De la nada, con mis propias manos y la ayuda de otras, hoy tengo un refugio con 50 venezolanos en Puente Alto. Son 9 mujeres, un recién nacido, 7 niños, tres adolescentes y el resto son adultos hombres. Junto con el arriendo, mensualmente gastamos 300 mil pesos en luz y agua. Para todos hay un baño, una ducha y una cocina. Son 11 piezas, pero sólo 7 están habitables. Semanalmente, a cada uno le entregamos una bolsa con alimentos. Se prioriza a los que aún no encuentran un trabajo.

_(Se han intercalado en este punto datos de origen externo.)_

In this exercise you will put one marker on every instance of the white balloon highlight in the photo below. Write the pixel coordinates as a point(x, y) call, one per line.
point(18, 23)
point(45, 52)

Los que sí trabajan, aportan con dinero para mantener el lugar.
Todas las semanas me escriben cerca de 150 venezolanos pidiéndome refugio, pero realmente no tengo dónde recibirlos. Me agregan a grupos de WhatsApp de personas que no conozco, pidiéndome un lugar. Los otros refugiados también reciben mensajes. Si tuviera 100 camas, en dos días las llenaría.
Hemos recibido mucha ayuda de los vecinos, la mayoría de forma anónima. Nos llega mercadería, bolsas de arroz, porotos y hasta pizzas. La verdad es que comida nunca nos va a faltar, siempre recibimos; lo que necesitamos es poder ampliar las piezas y construir un segundo baño. No puedo tener a 50 personas con una ducha y un WC.
Las municipalidades también nos han ayudado, pero siempre a su ritmo protocolar. El invierno pasado fui a pedirles plásticos para poner en los techos porque se venían las lluvias y me dijeron que en 15 días me respondían. Hace unas semanas, una concejala visitó el refugio y me reclamó por tener a más de 8 personas durmiendo en una pieza. Le dije que por qué mejor se los llevaba a dormir a su casa. Me criticaba por no tener más camas y eso lo sé, me acuesto y me despierto pensando en que me faltan camarotes. En ese momento me puse a llorar y le pedí que por favor cerrara el refugio porque yo, como cristiano, no tengo el valor para hacerlo. Le expliqué que quería dormir tranquilo y que dejaba todo en sus manos. Ella reaccionó y prometió ayudarme. Hoy miro el refugio, aún con un baño y con más venezolanos por venir, y pienso que realmente no lo puedo cerrar. Si lo hicieran, lo único que pregunto es que, si no lo hago yo, ¿quién los recibirá?